ComS 573: Machine Learning
Department of Computer Science
Iowa State University
Spring 2008


Laboratory Assignment 2

Due: Friday February 29, 12pm noon.

In this assignment, you will experiment with the Decision Tree classifier.

  1. Download and install Weka.

Data

  1. Breast Cancer data file (already in the Weka format).
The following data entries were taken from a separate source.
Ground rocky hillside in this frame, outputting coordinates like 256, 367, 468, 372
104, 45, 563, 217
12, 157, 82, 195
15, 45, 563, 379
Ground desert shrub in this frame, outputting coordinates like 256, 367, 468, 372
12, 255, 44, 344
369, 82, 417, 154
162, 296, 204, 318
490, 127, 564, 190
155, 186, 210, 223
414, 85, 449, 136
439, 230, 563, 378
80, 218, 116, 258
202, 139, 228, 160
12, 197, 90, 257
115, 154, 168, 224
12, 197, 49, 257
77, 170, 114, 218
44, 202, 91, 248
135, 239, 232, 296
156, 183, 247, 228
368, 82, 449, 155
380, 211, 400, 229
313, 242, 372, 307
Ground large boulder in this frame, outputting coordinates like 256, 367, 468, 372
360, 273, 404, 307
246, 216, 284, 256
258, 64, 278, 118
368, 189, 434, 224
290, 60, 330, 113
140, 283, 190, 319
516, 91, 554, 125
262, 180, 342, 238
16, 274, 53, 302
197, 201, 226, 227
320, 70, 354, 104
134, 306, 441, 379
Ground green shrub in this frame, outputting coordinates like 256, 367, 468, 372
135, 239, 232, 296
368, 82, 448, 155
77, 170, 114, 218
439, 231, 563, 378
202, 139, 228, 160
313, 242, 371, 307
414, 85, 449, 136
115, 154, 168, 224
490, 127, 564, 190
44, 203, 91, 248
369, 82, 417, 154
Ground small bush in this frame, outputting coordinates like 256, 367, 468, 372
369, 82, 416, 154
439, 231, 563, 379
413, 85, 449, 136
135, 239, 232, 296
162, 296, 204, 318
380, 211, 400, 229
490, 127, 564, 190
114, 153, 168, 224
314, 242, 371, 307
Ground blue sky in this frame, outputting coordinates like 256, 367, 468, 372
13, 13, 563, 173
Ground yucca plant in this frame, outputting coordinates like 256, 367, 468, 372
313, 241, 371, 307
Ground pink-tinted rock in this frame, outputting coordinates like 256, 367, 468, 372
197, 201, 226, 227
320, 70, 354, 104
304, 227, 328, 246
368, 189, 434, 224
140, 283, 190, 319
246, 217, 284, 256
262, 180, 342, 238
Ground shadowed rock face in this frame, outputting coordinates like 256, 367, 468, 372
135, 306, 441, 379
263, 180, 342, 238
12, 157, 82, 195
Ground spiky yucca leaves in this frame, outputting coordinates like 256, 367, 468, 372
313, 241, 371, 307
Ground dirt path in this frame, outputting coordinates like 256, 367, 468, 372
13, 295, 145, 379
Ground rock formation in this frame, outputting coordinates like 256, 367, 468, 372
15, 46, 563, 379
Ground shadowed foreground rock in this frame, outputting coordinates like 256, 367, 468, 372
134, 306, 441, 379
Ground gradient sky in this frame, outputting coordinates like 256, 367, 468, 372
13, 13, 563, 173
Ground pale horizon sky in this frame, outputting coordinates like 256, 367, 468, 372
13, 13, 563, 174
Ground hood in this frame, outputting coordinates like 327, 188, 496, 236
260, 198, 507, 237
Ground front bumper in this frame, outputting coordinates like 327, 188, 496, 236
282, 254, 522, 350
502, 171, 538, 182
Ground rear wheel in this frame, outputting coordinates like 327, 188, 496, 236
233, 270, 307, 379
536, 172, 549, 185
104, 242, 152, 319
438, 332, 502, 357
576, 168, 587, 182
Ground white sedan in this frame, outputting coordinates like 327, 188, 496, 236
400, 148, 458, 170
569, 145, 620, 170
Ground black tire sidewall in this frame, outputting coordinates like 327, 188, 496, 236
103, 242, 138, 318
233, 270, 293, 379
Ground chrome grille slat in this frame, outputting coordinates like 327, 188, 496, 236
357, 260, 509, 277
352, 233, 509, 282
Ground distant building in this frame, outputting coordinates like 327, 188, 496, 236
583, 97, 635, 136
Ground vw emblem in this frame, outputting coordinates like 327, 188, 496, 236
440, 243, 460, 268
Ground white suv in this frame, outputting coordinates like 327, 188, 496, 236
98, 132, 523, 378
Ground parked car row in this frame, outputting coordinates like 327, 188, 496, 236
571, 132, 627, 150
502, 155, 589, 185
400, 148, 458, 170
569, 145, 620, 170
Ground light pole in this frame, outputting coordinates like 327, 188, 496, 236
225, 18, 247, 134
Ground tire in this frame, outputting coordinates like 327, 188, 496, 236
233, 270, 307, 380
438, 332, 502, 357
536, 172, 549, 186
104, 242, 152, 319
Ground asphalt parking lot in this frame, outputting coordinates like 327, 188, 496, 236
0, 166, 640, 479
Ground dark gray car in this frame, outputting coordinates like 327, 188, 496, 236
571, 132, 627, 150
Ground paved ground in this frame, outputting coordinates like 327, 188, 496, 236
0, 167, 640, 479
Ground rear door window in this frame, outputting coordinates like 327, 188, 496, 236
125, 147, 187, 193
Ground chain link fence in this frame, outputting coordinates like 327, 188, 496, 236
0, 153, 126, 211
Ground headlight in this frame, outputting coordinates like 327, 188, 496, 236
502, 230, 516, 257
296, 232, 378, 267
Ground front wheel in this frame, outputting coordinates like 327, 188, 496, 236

It has 9 numeric attributes and 2 types of cancer to be predicted. (refer to ftp://ftp.ics.uci.edu/pub/machine-learning-databases/breast-cancer-wisconsin/ for the complete description of the data).
  2. House-votes dataset (the task is to predict whether the voter is a republican or a democrat based on their votes; the data description file can be found here). It has 16 binary attributes and 2 classes. One of your tasks is to convert this data into Weka readable format.
  3. Reuters Data - one of the benchmark datasets for text categorization and natural language processing. It is a collection of articles, that consists of articles in the top 10 categories. The task is to assign a topic to a new article. This dataset has been preprocessed to reduce the vocabulary size to 300 words using mutual information. The original data can be found here.

Tasks

  1. Estimate the accuracy of Decision Tree classifier on Breast cancer dataset using 5-fold cross validation. Report 95% confidence interval. The dataset has numeric values and  missing values (denoted by "?").
  2. Estimate the accuracy of Decision Tree classifier on House-votes dataset using 5-fold cross validation. Report 95% confidence interval. The dataset has missing values.
  3. Estimate the precision, recall, accuracy, and F-measure of the decision tree classifier on the text classification task for each of the 10 categories using 10-fold cross-validation.
  4. In the above experiments compare your results with pruning option chosen with that without pruning.

 

What to Turn In

Turn in:

Submission instructions

You should submit your answers via email.
Compress the source code of your program (if you wrote some), the House-votes and Reuters data files (arff files), and the report of the results, and email the compressed (zip, rar, tar) file to rjordan at iastate.edu (change at by @) before the deadline. You will receive a confirmation email before 12:10 p.m. (noon).